Bunun bir benzerinin de modernistlerin elinde 'uydurulmuş din' ve 'indirilmiş din' söylemi üzerinden yapıldığını düşünüyorum. Mesela; binbeşyüz yıldır cadde-i kübrayı oluşturan ehl-i sünnet mirasını 'hurafeler zinciri' olarak göstererek 'uydurulmuş din' alanına kıstırmak isteyen modernistler, kendilerini ise binbeşyıl sonra sayelerinde ortaya çıkan 'asıl/indirilmiş din'in mensubu olarak lanse etmeye çalışıyorlar. Halbuki bu tam bir cerbezedir. Orwell'ın işaret ettiği karşıt-söylem taktiğidir. Bediüzzaman da Lemaat'ta bu yönteme işaret eder şekilde der ki:
"Zaman olur ki zıd, zıddını saklarmış. Lisan-ı siyasette lâfz mânânın zıddıdır. Adalet külâhını zulüm başına geçirmiş. Hamiyet libasını, hıyanet ucuz giymiş. Cihad ve hem gazâya, bağy ismi takılmış. Esaret-i hayvanî, istibdad-ı şeytanî, hürriyet nam verilmiş. Zıdlarda emsal olmuş, suretlerde tebâdül, isimlerde tekabül, makamlarda becâyiş-i mekânî."
Birşeyin aslının sonradan ortaya çıktığı iddiası zaten sorunlu bir söylemken bir de bu iddianın hak din hakkında kullanılması iki kere problemlidir. Hak din olan İslam'ın hakikatinin ortaya çıkması sonradan olmuşsa/oluyorsa, o nasıl geldiği dönemin rehberi/güneşi olmuştur? Ve ondan binbeşyüz yıl uzaklıkta bulunan bugünün yabanileri nasıl sosyolojik ve kronolojik olarak bu kadar geriden baktıkları birşeyin aslını anlamışlardır? Üstelik bahsettikleri bu asıl(!) bugüne gelen mirasın çoğu noktada hilafına işaret etmekteyken...
Ali Şeriati'nin İslam Nedir'de güzel bir sözü var: "Bir dini anlayabilmek için onun tanrı tasavvuruna bakmak lazımdır." Bunların 'indirilmiş dinini' anlamak için de biraz Allah tasavvurlarına bakmak yeterli olur.

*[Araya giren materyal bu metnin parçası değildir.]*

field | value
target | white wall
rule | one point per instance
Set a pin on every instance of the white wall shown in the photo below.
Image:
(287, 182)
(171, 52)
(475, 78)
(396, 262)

Bunlara göre Allah, dini indirmiş fakat koruyamamış, aslını ancak binbeşyüz yıl sonra bu malumatfüruşlar sayesinde ortaya çıkarmıştır.
Ben şimdi hem 'din jandarmalığı' hem 'ehl-i sünnetçilik' tabirleri için 'karşıt-söylem'i hatırlamanızı isteyeceğim. Acaba binbeşyüz yıl sonra ortaya çıkıp dipçik zoruyla dini değiştirmeye çalışan jandarmalar ehl-i sünnet uleması mıdır, yoksa bu süper kahraman arkadaşlar mıdır? 'Acaba' diyen herkesi yakaladıkları gibi 'uydurulmuş din' mensubu sayan bu arkadaşlar mı acaba birşeyin 'çilik'ini yapmaktadır, yoksa musavvibe mesleğiyle ve hak mezheplerin/tariklerin kucaklayıcılığıyla birbirine hürmetkâr ehl-i sünnet mensupları mı 'çilik' sahibidir? Müslüman, ehl-i sünnetin istikametli dairesinin çizgilerini korumada hassasiyet sahibi olmayacaksa, acaba imanın taraftarlığı başka ne işine yarayacaktır? Bu konu bugünlerde beni hem güldürüyor hem düşündürüyor. Sizinle de paylaşayım istedim.